In this legislative session, two bills – SB 395 and HB 667 – were introduced to “prohibit a state employee, public education employee, or a person who performs services under a personal or professional services contract with the state or certain public education institutions from holding an elected state office.”
But the discussion and these bills miss the point. If stronger ethical constraints and financial disclosure were required for public officials, where and how they earn their income would cease to be such a problem.
Look at the Statement of Financial Interest forms public officials are required to file annually with the State Ethics Commission (www.ethics.alalinc.net/index.cfm). Those forms are remarkable mostly for what they don’t require to be disclosed.
For example, local and state politicians may have no-bid contracts with state institutions such as Auburn University. But how would the public know, or know whether such contracts represent a conflict of interest?
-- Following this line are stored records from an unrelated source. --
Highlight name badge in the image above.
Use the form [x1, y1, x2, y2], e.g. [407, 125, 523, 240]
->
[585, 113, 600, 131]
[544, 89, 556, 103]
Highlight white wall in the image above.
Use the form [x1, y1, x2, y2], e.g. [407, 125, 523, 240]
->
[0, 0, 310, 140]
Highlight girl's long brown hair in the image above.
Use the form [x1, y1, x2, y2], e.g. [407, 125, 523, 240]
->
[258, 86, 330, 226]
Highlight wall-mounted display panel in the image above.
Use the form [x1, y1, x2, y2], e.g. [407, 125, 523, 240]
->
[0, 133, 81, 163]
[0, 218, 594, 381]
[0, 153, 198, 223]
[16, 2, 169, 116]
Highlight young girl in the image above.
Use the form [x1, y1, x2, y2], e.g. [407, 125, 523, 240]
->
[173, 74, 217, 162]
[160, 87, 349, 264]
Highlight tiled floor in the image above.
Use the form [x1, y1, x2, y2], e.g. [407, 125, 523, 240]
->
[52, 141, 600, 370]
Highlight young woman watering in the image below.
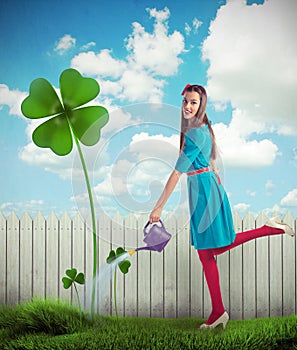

On the current forms, professional or consulting services information needn’t be disclosed, except by gross annual income in broad categories, with no specifics.
Recently Alabama Ethics Commission Director Jim Sumner (March 30; www.aptv.org/FTR/) highlighted inadequacies in our current requirements for public officials. The Ethics Commission’s work is also hindered because it has no subpoena power, limited funds and fewer employees than ten years ago.
Of course, why would legislators be interested in sufficiently funding an entity whose primary mission is to keep them honest?